Hoy se festejan cinco años de la ley de matrimonio igualitario sancionada por el Congreso de la Nación. Esa conquista legal se logró en un proceso ascendente de construcción democrática de derechos individuales y colectivos, derechos de autodefinirse y autodeterminarse, un derecho que reconoce amor e igualdad, respeto y comunidad.
Jueves 16 de julio de 2015
La sociedad en 2010 repasó, en un debate colectivo, años de lucha de la compleja y diversa comunidad LGBT con toda la sociedad, sus grupos más abiertos y sus instituciones más oscuras y cerradas.
Ese diálogo, esa fricción, esa lucha de décadas es la que se sintetizó en un “momento democrático”, en un cambio social reflejado en la ley. Fue una puerta que se abrió desde afuera, desde la sociedad, un cambio cultural que forzó al sistema institucional a escuchar, a cambiar.
Recientemente, en el mundo se festejó, y con razón, la decisión de la Corte Suprema de Estados Unidos de reconocer la constitucionalidad del matrimonio igualitario en sus cincuenta estados. Sin embargo, las Cortes Supremas tienen un rol dual ante los movimientos sociales, de la sociedad organizada y sus agendas de luchas por más y mejores derechos, especialmente ante aquellos que amenazan el status quo religioso, social, económico y simbólico.
Las Cortes pueden colaborar en el reconocimiento judicial de un derecho. Sin duda. Pueden colaborar en el relato social y mediático del derecho, pero no construir un derecho. Los pueblos construyen sus derechos: las mujeres, los trabajadores, los obreros, todo grupo organizado construye los derechos. No las instituciones.
Las Cortes han demostrado una ineficacia estructural en cambiar políticas públicas, en frenar violaciones sistemáticas, evidenciando complicidad e hipocresía. Casos como el “Riachuelo”, “Verbitsky” (cárceles), Badaro (jubilados), “FAL” (aborto), entre tantos otros a nivel nacional e internacional, lo demuestran.
Las Cortes mayormente son obstáculos al cambio social porque, además de abandonar los procesos de implementación de sus propias sentencias, después de usar a los colectivos que luchan, y que están atrás de las causas y de los expedientes; lo que hacen es ocultar el entramado social que impulsa el cambio, castrar al actor, capitalizar su lucha.

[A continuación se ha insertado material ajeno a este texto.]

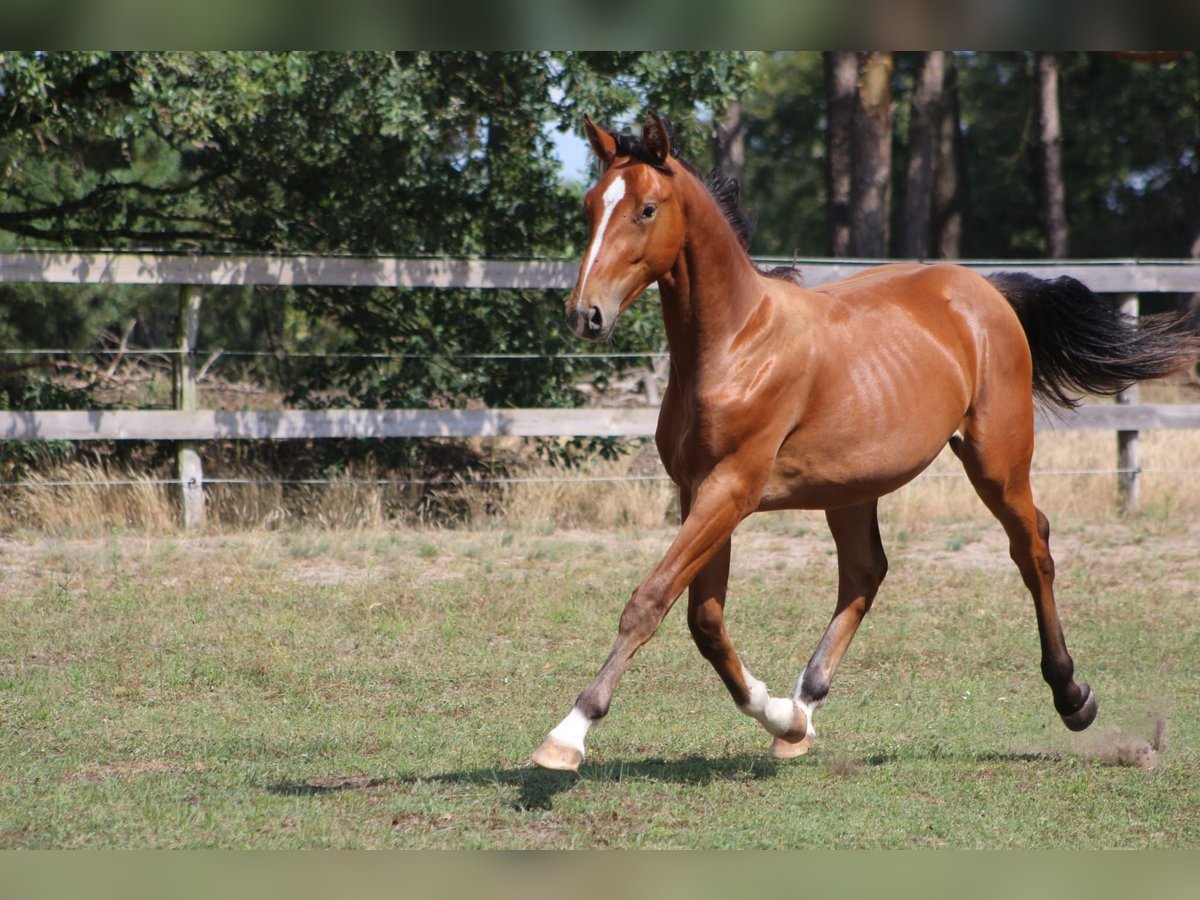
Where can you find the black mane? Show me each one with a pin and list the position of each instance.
(724, 189)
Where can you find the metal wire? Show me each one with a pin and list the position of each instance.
(306, 354)
(491, 481)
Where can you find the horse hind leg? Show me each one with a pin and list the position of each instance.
(1000, 474)
(862, 567)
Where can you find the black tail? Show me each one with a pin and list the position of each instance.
(1083, 345)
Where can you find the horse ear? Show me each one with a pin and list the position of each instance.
(657, 137)
(604, 144)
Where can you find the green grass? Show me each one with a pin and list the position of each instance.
(387, 689)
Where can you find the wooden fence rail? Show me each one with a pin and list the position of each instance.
(187, 425)
(593, 421)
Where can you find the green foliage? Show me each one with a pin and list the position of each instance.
(785, 183)
(400, 154)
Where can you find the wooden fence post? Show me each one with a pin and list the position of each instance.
(191, 471)
(1128, 456)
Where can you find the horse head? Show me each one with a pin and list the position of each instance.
(636, 225)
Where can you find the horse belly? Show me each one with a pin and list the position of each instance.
(829, 471)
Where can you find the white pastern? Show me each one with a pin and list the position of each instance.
(611, 197)
(807, 708)
(573, 730)
(777, 714)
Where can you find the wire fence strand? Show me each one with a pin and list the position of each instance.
(501, 481)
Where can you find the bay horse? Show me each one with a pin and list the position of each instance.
(785, 397)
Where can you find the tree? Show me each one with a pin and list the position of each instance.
(408, 154)
(924, 124)
(841, 89)
(949, 201)
(1054, 196)
(870, 204)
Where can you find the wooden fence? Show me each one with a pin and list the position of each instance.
(187, 425)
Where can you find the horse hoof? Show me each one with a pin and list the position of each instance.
(785, 749)
(1085, 715)
(556, 755)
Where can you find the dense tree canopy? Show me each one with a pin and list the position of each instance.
(451, 153)
(400, 154)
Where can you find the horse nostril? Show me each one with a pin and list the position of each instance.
(576, 319)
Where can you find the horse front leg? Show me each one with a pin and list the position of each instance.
(862, 565)
(781, 717)
(719, 504)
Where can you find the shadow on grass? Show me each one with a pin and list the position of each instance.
(538, 787)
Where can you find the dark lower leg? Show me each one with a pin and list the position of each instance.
(862, 565)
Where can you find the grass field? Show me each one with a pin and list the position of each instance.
(385, 688)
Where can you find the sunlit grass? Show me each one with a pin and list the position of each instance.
(384, 689)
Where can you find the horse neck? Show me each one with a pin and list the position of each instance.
(712, 287)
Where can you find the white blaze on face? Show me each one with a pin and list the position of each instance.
(611, 197)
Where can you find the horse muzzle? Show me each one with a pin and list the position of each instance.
(588, 323)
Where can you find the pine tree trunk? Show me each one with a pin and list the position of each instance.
(923, 125)
(1054, 196)
(841, 87)
(871, 179)
(951, 185)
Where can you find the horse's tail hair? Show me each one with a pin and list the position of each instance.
(1083, 345)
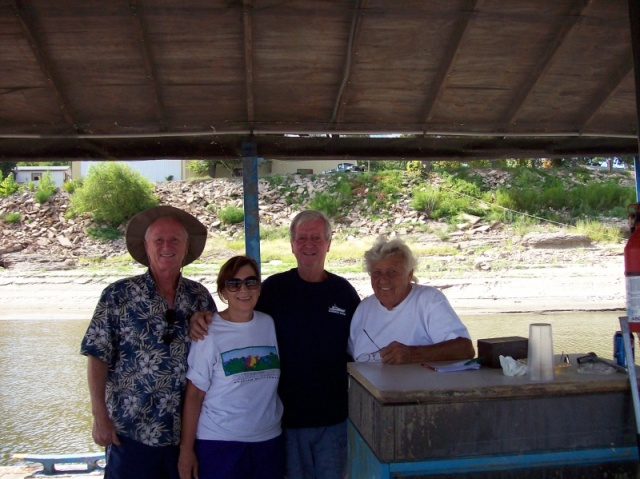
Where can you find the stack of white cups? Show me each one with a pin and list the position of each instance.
(540, 360)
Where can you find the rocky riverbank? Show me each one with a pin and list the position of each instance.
(42, 258)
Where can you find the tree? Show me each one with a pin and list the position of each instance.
(7, 167)
(113, 193)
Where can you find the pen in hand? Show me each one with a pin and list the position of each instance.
(474, 360)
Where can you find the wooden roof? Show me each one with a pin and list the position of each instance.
(314, 78)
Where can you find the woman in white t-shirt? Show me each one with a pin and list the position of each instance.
(404, 322)
(232, 412)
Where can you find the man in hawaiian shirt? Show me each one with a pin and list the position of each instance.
(137, 345)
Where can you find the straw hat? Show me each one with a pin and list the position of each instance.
(137, 227)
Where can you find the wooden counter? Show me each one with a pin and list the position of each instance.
(409, 414)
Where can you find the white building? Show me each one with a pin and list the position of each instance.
(33, 174)
(153, 170)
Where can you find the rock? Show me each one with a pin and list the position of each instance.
(556, 240)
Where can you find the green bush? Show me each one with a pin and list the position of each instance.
(270, 233)
(327, 203)
(231, 215)
(42, 196)
(13, 217)
(104, 233)
(8, 186)
(72, 185)
(424, 199)
(112, 193)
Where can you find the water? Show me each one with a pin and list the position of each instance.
(44, 399)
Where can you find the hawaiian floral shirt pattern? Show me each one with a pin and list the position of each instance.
(146, 377)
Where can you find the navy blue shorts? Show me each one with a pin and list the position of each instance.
(134, 460)
(240, 460)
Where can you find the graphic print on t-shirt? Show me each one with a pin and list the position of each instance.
(251, 359)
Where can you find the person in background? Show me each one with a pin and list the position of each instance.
(312, 311)
(404, 322)
(231, 418)
(137, 345)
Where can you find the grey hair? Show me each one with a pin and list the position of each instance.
(383, 248)
(310, 215)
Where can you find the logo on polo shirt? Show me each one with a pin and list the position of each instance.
(336, 310)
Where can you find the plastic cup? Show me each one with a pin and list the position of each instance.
(540, 360)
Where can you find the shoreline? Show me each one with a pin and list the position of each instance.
(73, 294)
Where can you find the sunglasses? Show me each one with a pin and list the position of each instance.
(170, 318)
(234, 284)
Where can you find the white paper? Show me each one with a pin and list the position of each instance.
(461, 366)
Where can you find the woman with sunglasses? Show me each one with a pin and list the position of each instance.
(232, 412)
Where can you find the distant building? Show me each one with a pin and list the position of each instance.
(153, 170)
(33, 174)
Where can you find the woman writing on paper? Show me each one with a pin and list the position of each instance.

La acción social se congela en una “sentencia”. La Corte capitaliza la decisión, se autorreferencia como protagonista y obstaculiza la herramienta social de conquista de derechos: la acción colectiva transversal y social de construir un derecho desde la política.
La Corte capitaliza para sí, como un órgano político, lo que son años de luchas y construcción ascendente. Mientras otros pusieron el cuerpo, la Corte pone la “cara institucional”. Se la aplaude y se la elogia, obsecuentemente, con los bufones de la Corte. Transforma la práctica social en un fallo olvidado, en un fallo sin política, sin implementación. Hermosas palabras sin política.
Si la Corte hubiese dictado su decisión en el fallo “Rachid”, habría tapado el proceso político y social, democrático y de lucha que hubo en 2010. Su palabra hubiese censurado la lucha colectiva. “La Corte” lo dijo. En contraste, su silencio -producto de la prudencia, del miedo o de la autorrestricción democrática- aumentó la visibilidad del actor dinámico, del protagonista: la sociedad conquistando la igualdad, expendiendo derechos.
Festejar la ley, en este caso, es festejar una conquista de una acción democrática. La Corte no tiene autoridad democrática para decirle nada a la sociedad. No la tuvo cuando dictó el horrible fallo “CHA”, entre tantos otros. Fue obstáculo de un cambio, otra vez.
Hoy sabemos que cuando las prácticas culturales de una sociedad conquistan un derecho, esta acción construye una libertad y una igualdad que se inscriben en la constitución genética de la cultura del pueblo, en su corazón democrático e igualitario. Se conquistó un derecho, se visibilizó una herramienta para conquistar más y mejores derechos.